Change of viewpoint. A black phone purrs in a south-east corner office, high inside the GE Building. An arm in a white shirt lifts the receiver, and a man’s voice speaks with quiet authority: “Yes?… A visitor? We’ve scheduled no one… Jaymi who?… Jaymi Peek… You ‘think I should see him’? Why would you think so?… OK, OK, I’ll play along! Make him wait a few, then send him in.”
Yes, you’re puzzled, Marc, but you’ve decided it must be a close family member who’s persuaded your receptionist to act mysteriously. All right, you’re happy to have a quick break. Your arm puts the phone back and joins its companion arm, folded on a lap facing out through the glassy night, four miles south through a crisp electric sky to the red lights winking on the towers downtown.

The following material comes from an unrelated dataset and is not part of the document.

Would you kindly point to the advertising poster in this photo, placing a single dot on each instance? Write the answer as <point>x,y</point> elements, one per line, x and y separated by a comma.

To most individuals, that silent red winking might look hesitant, softened and delayed by the distance, you reflect. To you, though, its nature is clear. It’s the pulse of the power structure, hunched like a spider at the centre of its web, here in New York City—omnipotent, relentless, unassailable. And who knows that web and works that power structure as you do? Only a handful of other tycoons, hidden like you behind the noise of politicians and the flicker of the media, in office suites in New York, Washington, London, Tokyo, Hong Kong… And the lights wink on, and off, and on, and off, above the restless night.
Brick by brick, shaft by shaft and pane by pane you built the tower of your empire: gradual, ineluctable and ruthlessly careful. And now, with its glinting keys a-twirl on your finger, you stand behind its highest pane and watch with a long-matured pleasure, as the masts on its roof fling away around the globe a world of signals that you authorise. How many d’you recall of the million bits of paper you have scanned like lightning in the course of your career, or the myriad phone-calls and meetings? Six days a week for three decades you have woken in Westchester at five beside your sleeping wife, exercised, showered, donned a faultless business suit and tie, eaten, processed paperwork inside your morning limo to Manhattan, worked demonically till night, been driven home, spent some time with your wife and gone to sleep, planning next day’s schedule. (You brought, to your very first date with her, a résumé—remember?) You’ve lashed and slashed and slave-driven everyone at work, most of all yourself, for years and years without relent, to remain in the international corporate stratosphere. A hundred and twenty offices, in ten countries now. How addictive it has been! And how you’ve loved it, or could never have sustained such an effort.
No, you weren’t too hard for me to pinpoint from the street downtown—a very big fish, on which to test my fishing line.